This device would combine existing pump therapy and continuous glucose monitoring (CGM) technology with sophisticated computer algorithms to help prevent dangerous, potentially life-threatening low blood sugar levels, as well as to help prevent complication-inducing high blood sugar levels.

"The artificial pancreas is one of the largest projects we've ever invested in," Alan Lewis, president and CEO of JDRF, said of the nonprofit's $8 million investment.

"We're optimistic that it will transform the way people with diabetes manage their blood sugar and reduce the risk of complications while we wait for a cure," Lewis said during a press conference announcing the partnership.

The artificial pancreas would primarily benefit people with type 1 diabetes, an autoimmune disorder that destroys the body's ability to manufacture insulin. People with type 1 diabetes must replace that lost insulin through injections, either with shots or by using an insulin pump. However, it's difficult to know exactly how much insulin you need, and people with diabetes must constantly check their blood sugar to make sure it's not too high or too low. Numerous factors, such as exercise, illness and even stress, can affect blood sugar levels.

"Even the most sophisticated people with diabetes only spend 30 percent of the time in their blood sugar range, and it's often much less than that," said Aaron Kowalski, research director of the Artificial Pancreas Project at JDRF.

"Whether you have a young child with diabetes or you're an adult with diabetes, it's very difficult. Type 1 is a 24-7, 365-days-a-year job. It's a real struggle and folks just want some relief. While our goal at JDRF is to find a cure and walk away, this is important while we wait and it's one of the biggest advances in diabetes management," Kowalski said.

The holy grail of diabetes management, short of a permanent cure, is a system that could take over all of the jobs that people with type 1 diabetes currently do themselves -- calculating the impact of food and exercise on insulin levels, as well as adjust for the glucose naturally produced in the body. Experts refer to this as a "closed-loop" system.
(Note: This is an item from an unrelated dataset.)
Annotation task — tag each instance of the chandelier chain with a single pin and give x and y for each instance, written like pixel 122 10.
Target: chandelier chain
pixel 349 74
This initial artificial pancreas system, however, won't be able manage all of those tasks. People with diabetes will still need to input the amount of carbohydrates they're eating so the insulin pump knows how much insulin is needed, and manual blood sugar checks will still be necessary to confirm the CGM readings.

"Trying to mechanically reproduce the human pancreas is going to be very difficult," said Dr. Henry Anhalt, a pediatric endocrinologist and medical director at Animas. That's why the initial system is going to attempt to prevent serious highs and lows in blood sugar levels. "It's a step towards the perfection we're seeking and will significantly improve the quality of life," he said.

Both Anhalt and Kowalski said the initial system will help give parents and people with diabetes some peace of mind.

"For a parent to be able to get some sleep, knowing a child's blood sugar won't go too high or low, is truly revolutionary," said Anhalt.

Although the exact configuration of the new device hasn't been settled, it will combine an Animas insulin pump with a DexCom CGM system that will wirelessly transmit information to the pump. The pump will be programmed with sophisticated mathematical algorithms that will instruct it to stop insulin delivery if the CGM senses that the blood sugar levels are dropping, or to increase insulin delivery if the CGM senses that blood sugar levels are rising unexpectedly.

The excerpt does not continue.